Pablo Picasso
"L'Etreinte"
1963
Linocut on Arches paper with Rincée
21 x 25 1/8in (53.4 x 63.7cm)
sheet 24 1/2 x 29 1/2in (62.2 x 74.9cm)Signed in pencil and numbered 9/50 (there were 15 artist's proofs)
Pablo Picasso’s L’Etreinte (1963) distills one of his lifelong subjects—the entwined couple—into an almost skeletal language of line.
At first glance, the image feels spontaneous, even crude, but that economy is deliberate: the bodies are reduced to a handful of incisive contours that fuse and overlap until individuality dissolves into a single, pulsating form. The embrace is not merely depicted; it becomes an act of drawing itself, where line stands in for touch.
What’s striking is how physical the composition feels despite its minimalism.
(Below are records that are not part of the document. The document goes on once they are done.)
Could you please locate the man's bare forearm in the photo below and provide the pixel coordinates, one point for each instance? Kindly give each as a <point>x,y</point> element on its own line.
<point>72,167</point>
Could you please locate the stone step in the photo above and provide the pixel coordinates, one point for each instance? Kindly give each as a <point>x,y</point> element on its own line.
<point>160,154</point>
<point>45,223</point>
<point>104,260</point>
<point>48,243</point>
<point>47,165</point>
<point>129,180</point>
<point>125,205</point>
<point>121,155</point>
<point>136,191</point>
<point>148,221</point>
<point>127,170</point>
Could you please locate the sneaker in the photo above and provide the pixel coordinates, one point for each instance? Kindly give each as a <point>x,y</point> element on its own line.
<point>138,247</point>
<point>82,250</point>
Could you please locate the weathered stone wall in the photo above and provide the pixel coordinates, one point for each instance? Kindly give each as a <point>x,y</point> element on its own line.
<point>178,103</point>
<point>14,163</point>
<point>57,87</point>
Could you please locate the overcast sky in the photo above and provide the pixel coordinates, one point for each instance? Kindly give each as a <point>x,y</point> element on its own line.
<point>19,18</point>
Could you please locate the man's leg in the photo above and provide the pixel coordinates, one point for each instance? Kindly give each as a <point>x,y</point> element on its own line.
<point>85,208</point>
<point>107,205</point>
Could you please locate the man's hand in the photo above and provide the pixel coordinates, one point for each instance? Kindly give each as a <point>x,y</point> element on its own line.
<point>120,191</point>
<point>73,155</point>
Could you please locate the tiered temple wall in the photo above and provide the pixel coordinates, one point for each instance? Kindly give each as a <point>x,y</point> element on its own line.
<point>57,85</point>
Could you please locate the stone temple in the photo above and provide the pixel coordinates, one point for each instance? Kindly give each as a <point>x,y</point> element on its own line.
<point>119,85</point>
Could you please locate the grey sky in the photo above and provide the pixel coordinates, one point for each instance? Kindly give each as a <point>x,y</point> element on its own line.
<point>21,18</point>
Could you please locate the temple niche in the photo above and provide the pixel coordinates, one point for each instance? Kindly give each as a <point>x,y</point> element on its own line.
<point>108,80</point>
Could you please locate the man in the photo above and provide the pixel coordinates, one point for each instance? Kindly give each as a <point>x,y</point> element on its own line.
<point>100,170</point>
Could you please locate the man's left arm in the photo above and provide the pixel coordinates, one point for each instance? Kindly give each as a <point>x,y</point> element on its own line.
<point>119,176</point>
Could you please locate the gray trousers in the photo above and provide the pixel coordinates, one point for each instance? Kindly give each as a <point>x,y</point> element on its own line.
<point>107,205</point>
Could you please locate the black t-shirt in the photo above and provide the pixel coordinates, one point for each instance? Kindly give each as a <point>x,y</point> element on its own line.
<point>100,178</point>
The figures are compressed into the picture plane, limbs bent and interlocked, creating a sense of pressure and immediacy. There’s little spatial context—no background, no setting—so all attention falls on the raw mechanics of intimacy. The faces, barely articulated, oscillate between tenderness and urgency, even ambiguity. This tension—between affection and instinct, union and loss of self—is characteristic of Picasso’s late work, where eroticism often carries a psychological edge.
Ultimately, the power of L’Etreinte lies in its paradoxes: it is both tender and raw, simple and complex, controlled and accidental. The figures merge, but the lines that define them remain sharp and decisive—suggesting that even in the closest embrace, individuality persists, if only as a trace.